Leer Cien Años de Soledad, desde cierto punto de vista adicional, dejarse llevar por su maravillosa lógica primaria donde impera la inocencia del mundo, representa igualmente un cierto retorno al estadio infantil, en el sentido del encantamiento que domina a todo ser humano a esta edad de oro. Las cosas ocurren como si dentro de todo lector contemporáneo hubiese, en estado de resistencia larvada, una zona mental nunca suficientemente racionalizada, jamás desencantada del todo, que se resiste al desencantamiento. Zona interior un tanto a–histórica, donde ocurre el feliz desencuentro con esa otra parte del psiquismo humano del hombre moderno o simplemente contemporáneo, cuando entra en contacto con la obra de arte que le propone un mundo medio–loco contrario a su racionalidad normalizada. Que es lo que sucede con la lectura de Cien Años de Soledad, donde sucede esa extraordinaria experiencia empática de la zona no desencantada del lector, con aquella «racionalidad desquiciada» que gobierna las conductas y los acontecimientos en la novela emblemática de García Márquez.

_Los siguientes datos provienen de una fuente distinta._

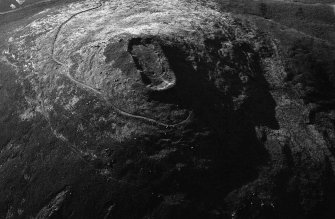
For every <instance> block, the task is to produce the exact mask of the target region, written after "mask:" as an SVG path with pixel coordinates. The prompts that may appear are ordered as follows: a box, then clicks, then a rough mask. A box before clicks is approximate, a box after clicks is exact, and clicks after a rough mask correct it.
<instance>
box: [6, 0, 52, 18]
mask: <svg viewBox="0 0 335 219" xmlns="http://www.w3.org/2000/svg"><path fill="white" fill-rule="evenodd" d="M51 1H52V0H44V1H40V2H36V3H34V4H30V5H27V6H24V7H21V8H17V9H14V10H9V11H4V12H0V15H5V14H11V13H14V12H18V11H21V10H23V9H26V8H30V7H33V6H35V5H39V4H43V3H47V2H51Z"/></svg>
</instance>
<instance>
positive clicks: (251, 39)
mask: <svg viewBox="0 0 335 219" xmlns="http://www.w3.org/2000/svg"><path fill="white" fill-rule="evenodd" d="M0 28H3V29H4V30H6V31H3V32H1V33H0V34H1V36H2V38H3V39H5V40H4V41H2V42H1V44H0V45H1V62H0V103H1V104H0V112H1V113H0V130H3V131H2V132H0V149H1V153H0V218H29V217H36V218H275V217H279V218H297V217H302V218H305V217H316V216H323V217H326V216H329V217H330V216H331V215H332V213H333V212H332V211H333V208H332V204H333V203H334V202H333V201H334V200H333V197H334V195H333V194H334V190H333V187H334V177H333V168H334V165H335V163H334V157H333V155H332V153H331V150H330V149H329V147H330V146H331V143H330V142H328V139H327V138H325V137H324V135H322V133H320V132H319V131H318V130H319V129H318V128H317V127H316V125H315V124H314V123H313V122H311V121H310V118H312V117H311V116H310V115H312V114H313V108H312V107H311V108H309V106H306V105H305V103H304V99H303V98H302V97H301V96H300V95H299V91H300V90H299V87H297V86H296V87H294V86H293V85H291V84H289V83H287V78H288V75H289V74H288V73H289V72H288V71H287V69H286V68H285V63H284V61H283V57H282V55H281V51H280V50H279V49H278V46H279V45H278V44H277V41H276V40H275V39H273V38H271V37H270V36H268V35H267V34H264V33H262V32H260V31H258V30H257V28H256V26H255V25H254V24H252V23H249V22H247V21H243V20H240V19H238V18H235V17H234V16H233V15H231V14H230V13H222V12H219V11H218V10H216V7H215V5H214V4H209V5H205V4H203V3H199V2H197V1H184V0H175V1H164V0H160V1H157V0H155V1H153V0H152V1H151V0H148V1H130V0H129V1H128V0H124V1H104V2H91V1H81V2H77V3H69V4H66V5H63V6H62V5H58V6H55V7H53V8H50V9H47V10H44V11H41V12H39V13H38V14H35V15H32V16H29V17H27V18H26V19H24V20H15V21H14V22H13V23H7V24H6V25H2V26H1V27H0ZM311 113H312V114H311ZM327 130H331V129H330V128H329V129H327Z"/></svg>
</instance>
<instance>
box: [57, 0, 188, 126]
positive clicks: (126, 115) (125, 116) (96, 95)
mask: <svg viewBox="0 0 335 219" xmlns="http://www.w3.org/2000/svg"><path fill="white" fill-rule="evenodd" d="M101 6H102V2H101V1H100V2H99V3H98V4H97V5H96V6H94V7H92V8H89V9H86V10H83V11H80V12H78V13H75V14H73V15H71V16H70V17H69V18H68V19H67V20H65V21H64V22H63V23H62V24H61V25H59V26H58V28H57V30H56V33H55V36H54V39H53V42H52V47H51V58H52V60H53V61H54V62H55V63H57V64H58V65H61V66H63V67H66V63H63V62H61V61H60V60H58V59H57V58H56V55H55V47H56V41H57V39H58V36H59V33H60V32H61V30H62V27H64V25H66V24H67V23H68V22H69V21H70V20H71V19H73V18H74V17H76V16H77V15H79V14H82V13H85V12H88V11H92V10H95V9H98V8H100V7H101ZM64 75H65V76H66V77H67V78H68V79H69V80H70V81H72V82H74V83H75V84H77V85H78V86H80V87H82V88H84V89H86V90H89V91H91V92H93V93H94V94H95V95H96V96H98V97H99V98H101V99H103V100H104V101H105V102H106V103H107V104H108V106H110V107H111V108H112V109H113V110H114V111H115V112H116V113H118V114H119V115H121V116H125V117H129V118H133V119H137V120H142V121H144V122H149V123H152V124H155V125H158V126H160V127H164V128H173V127H176V126H179V125H182V124H185V123H187V122H188V121H189V120H190V118H191V115H192V113H189V115H188V117H187V118H186V119H185V120H183V121H181V122H179V123H175V124H167V123H163V122H160V121H157V120H155V119H152V118H149V117H146V116H140V115H135V114H132V113H129V112H126V111H124V110H122V109H120V108H118V107H117V106H115V105H114V104H113V103H112V102H111V101H110V100H109V99H108V98H107V97H106V96H104V95H103V93H101V92H100V91H99V90H97V89H96V88H94V87H91V86H89V85H87V84H84V83H83V82H81V81H78V80H76V79H75V78H73V77H72V76H71V75H70V73H69V71H67V73H66V74H64Z"/></svg>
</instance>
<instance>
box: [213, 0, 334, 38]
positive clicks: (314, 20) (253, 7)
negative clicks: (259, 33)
mask: <svg viewBox="0 0 335 219" xmlns="http://www.w3.org/2000/svg"><path fill="white" fill-rule="evenodd" d="M218 2H219V3H220V4H221V5H222V9H223V10H229V11H234V12H237V13H240V14H244V15H253V16H257V17H263V18H265V19H268V20H273V21H275V22H278V23H279V24H281V25H283V28H286V29H288V28H294V29H296V30H298V31H301V32H303V33H306V34H308V35H312V36H315V37H317V38H321V39H324V40H327V41H329V42H330V43H332V44H335V13H334V9H333V7H331V6H330V5H327V4H314V5H310V4H303V3H297V2H286V1H285V2H284V1H273V0H266V1H263V2H260V1H245V0H237V1H225V0H218Z"/></svg>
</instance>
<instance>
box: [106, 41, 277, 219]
mask: <svg viewBox="0 0 335 219" xmlns="http://www.w3.org/2000/svg"><path fill="white" fill-rule="evenodd" d="M215 40H217V41H218V42H219V41H220V40H221V39H215ZM150 41H151V42H152V41H156V42H159V45H160V47H161V49H162V51H163V53H164V55H165V56H166V59H167V60H168V63H169V67H170V69H171V70H172V71H173V72H174V74H175V77H176V78H177V83H176V85H175V87H174V88H172V89H170V90H166V91H163V92H149V93H148V95H149V96H150V98H151V99H152V100H155V101H159V102H162V103H172V104H176V105H181V106H182V107H184V108H186V109H189V110H192V111H193V112H194V115H195V116H194V120H193V122H192V124H190V125H188V126H187V128H186V129H185V130H183V131H182V140H181V141H173V138H175V136H176V135H180V133H178V132H179V130H175V131H172V132H170V133H168V134H166V133H165V135H162V136H160V135H158V136H155V135H154V134H152V136H149V137H148V138H147V140H143V139H142V140H139V141H140V142H132V143H129V142H127V149H121V150H120V151H119V152H117V154H118V155H117V156H116V157H118V158H119V159H120V160H124V161H126V160H127V159H129V157H132V158H135V159H133V160H132V163H131V165H128V166H127V167H125V166H122V163H123V162H121V161H119V164H116V165H115V167H117V168H115V169H119V171H117V172H118V175H119V177H120V178H127V179H131V180H135V179H136V180H137V182H142V183H143V184H142V185H143V186H144V187H147V188H150V189H149V190H150V191H152V193H153V194H161V197H165V198H160V199H158V202H157V203H156V204H153V206H154V205H157V204H158V203H160V205H159V207H158V208H156V210H155V212H154V213H153V214H154V216H155V217H157V218H171V217H174V218H183V217H185V216H190V214H191V213H192V212H193V213H192V214H191V215H192V217H193V218H208V217H209V216H210V214H211V213H210V210H211V209H212V208H215V207H216V206H223V205H224V198H225V196H226V195H227V194H228V193H229V192H231V191H233V190H234V189H236V188H239V187H240V186H242V185H245V184H247V183H248V182H251V181H253V180H254V179H256V178H257V176H258V172H259V168H260V167H261V166H263V165H264V164H265V163H266V161H267V159H268V154H267V152H266V150H265V148H264V145H263V142H262V141H261V140H260V139H259V138H257V135H256V132H255V126H267V127H269V128H272V129H277V128H278V122H277V121H276V118H275V110H274V108H275V101H274V100H273V98H272V96H271V94H270V93H269V91H268V88H267V84H266V80H265V79H264V77H263V75H262V69H261V67H260V64H259V62H260V59H259V57H258V56H257V54H254V55H253V57H252V58H250V59H253V61H250V60H247V58H246V57H245V53H248V52H249V53H252V52H253V51H252V50H251V47H250V46H248V45H237V44H238V43H236V45H235V48H236V51H234V57H235V58H236V59H234V60H228V59H227V60H224V58H223V57H220V56H219V55H218V54H217V53H215V51H214V48H210V45H207V47H206V51H205V53H204V54H203V55H200V54H199V53H197V52H196V49H197V48H192V45H189V44H186V43H180V42H174V41H172V40H171V39H163V40H162V39H157V38H153V39H150V40H149V41H148V40H147V42H149V43H150ZM218 42H213V44H212V45H214V47H215V46H216V44H217V43H218ZM240 49H241V50H242V52H241V51H240ZM248 49H250V51H248ZM189 51H195V52H194V53H191V52H189ZM237 56H239V57H237ZM190 58H193V60H197V62H196V65H197V67H196V68H195V67H194V63H192V62H191V61H187V60H190ZM244 59H245V60H244ZM237 60H240V61H239V62H237ZM245 61H246V62H251V63H249V64H251V65H252V66H249V67H248V68H251V70H250V69H249V70H247V69H246V65H245V63H244V62H245ZM220 62H221V63H228V64H229V65H230V69H231V71H230V72H224V71H223V66H222V68H221V66H220ZM240 62H241V63H240ZM217 63H219V64H217ZM243 63H244V64H243ZM216 64H217V65H216ZM241 65H243V66H241ZM217 66H219V67H217ZM243 71H249V72H248V74H250V75H249V80H250V81H249V82H248V83H244V82H242V81H241V79H240V77H239V76H238V73H239V72H243ZM227 75H228V76H227ZM209 76H211V77H212V79H213V80H211V79H209ZM220 79H225V80H226V81H227V83H230V84H229V85H227V86H228V87H227V88H228V91H227V92H224V91H223V89H221V87H220V86H217V85H216V84H217V83H216V82H217V81H219V80H220ZM243 90H246V92H247V95H248V97H247V98H246V100H245V101H243V104H242V105H241V106H239V107H237V109H236V100H234V98H235V99H236V98H237V97H238V95H240V94H241V92H242V91H243ZM234 101H235V102H234ZM161 139H168V140H167V141H168V142H169V143H168V144H166V145H164V144H162V143H161V142H162V141H161ZM130 145H133V146H130ZM170 147H172V148H174V147H176V148H177V149H176V151H173V152H171V153H172V155H171V156H170V157H169V158H168V159H167V160H159V161H153V160H150V159H148V158H144V157H143V156H142V155H138V154H143V153H146V154H148V155H154V154H157V153H159V150H161V149H162V148H165V149H168V148H170ZM120 148H125V147H120ZM149 173H150V174H149ZM174 194H180V195H177V196H174ZM171 195H172V196H173V197H174V198H172V197H171ZM166 197H170V198H171V199H173V201H171V200H170V198H169V199H168V200H170V201H167V200H166V199H167V198H166ZM171 202H172V203H171ZM133 204H134V205H136V204H135V202H134V203H133ZM151 204H152V203H151ZM131 205H132V204H130V206H131ZM118 211H119V210H118V209H117V207H116V208H115V213H114V214H113V216H115V217H117V216H121V212H119V213H118ZM120 211H121V209H120Z"/></svg>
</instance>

He vuelto a leer hace apenas unas pocas semanas Cien Años de Soledad y he podido comprobar en mí mismo lo que estoy diciendo. Resulta de nuevo encantador introducirse en este mundo de medio–locos por anacronismo, donde hasta las mujeres aparentemente sensatas y que parecen tener sus pies bien puestos en la tierra se muestran chifladas de otro modo, en cuanto saben enfrentar lo peor como si lo más extraño y catastrófico hubiera sido ya anunciado desde siempre y ellas lo estuvieran esperando como quien sólo aguarda el cumplimiento sin asombro de la premonición. Un mundo en el que ya no podría considerarse a plenitud el nuestro, donde todavía domina la mentalidad encantada y donde las relaciones de causalidad entre los hechos y sus consecuencias se encuentran gobernadas por los mitos intactos, la mentalidad agorera y hasta la magia.

Encantador, pienso, porque algo debe conservar uno todavía de todo esto en términos de añoranza de una edad de oro mítica y de necesidad de asombro, no obstante el agudo proceso de racionalización de la existencia en que cada quien se encuentre comprometido para fines prácticos y productivos. El alquimista, tanto como sus búsquedas y sus sueños, como ya se sabe, no pertenecen ya a nuestro tiempo y por lo tanto devienen absolutamente anacrónicos, vistos desde nuestro presente realista y «científico». El alquimista pertenece por derecho propio a épocas pasadas, cuando no era visto como un despistado sino como un hombre de ciencia; y, sin embargo, lo encontramos ejerciendo a destiempo su oficio en la aldea encantada, en cuyo taller se consume ensimismado al experimentar con la materia, mientras las mujeres de la casa cumplen con su obligación de mantener la dinámica doméstica con los pies en la tierra, esperando y enfrentando los desastres anunciados como si no estuviera sucediendo nada extraño alrededor. Entre tanto árabes, indios y gitanos recorren las páginas de la aldea encantada con su cabeza y su sistema de valores en otra parte, en una extraña mezcla de mentalidades y de temporalidades históricas cuyo componente común no es exactamente el de la modernidad desencantada sino el de la pre–modernidad aldeana, mítica–mágica–agorera–religiosa.

Pero, hay algo extraordinario aquí, algo que es quizás lo único que, sin querer, conecta los acontecimientos y los personajes de Cien Años de Soledad con el tiempo y con la realidad presentes. Hablo del permanente tono de fracaso que rodea los acontecimientos, del derrumbe de los principales emprendimientos, de la derrota de los experimentos del alquimista cuyo único éxito se reduce a la fabricación de pescaditos de oro, de la estruendosa inutilidad de todo. Nada sale como ha sido previsto. Lo que se espera de un modo ocurre del otro, incluso al revés o de manera absolutamente inesperada. Cuando se trata de precipitar un acontecimiento se produce lo contrario. La causalidad real se impone a veces implacable ante los ojos del lector, que presencia desde su asiento la locura de los personajes que viven, piensan y actúan en otro mundo mental encantado, pero a quienes la realidad les presenta en todo momento para su cobro las facturas.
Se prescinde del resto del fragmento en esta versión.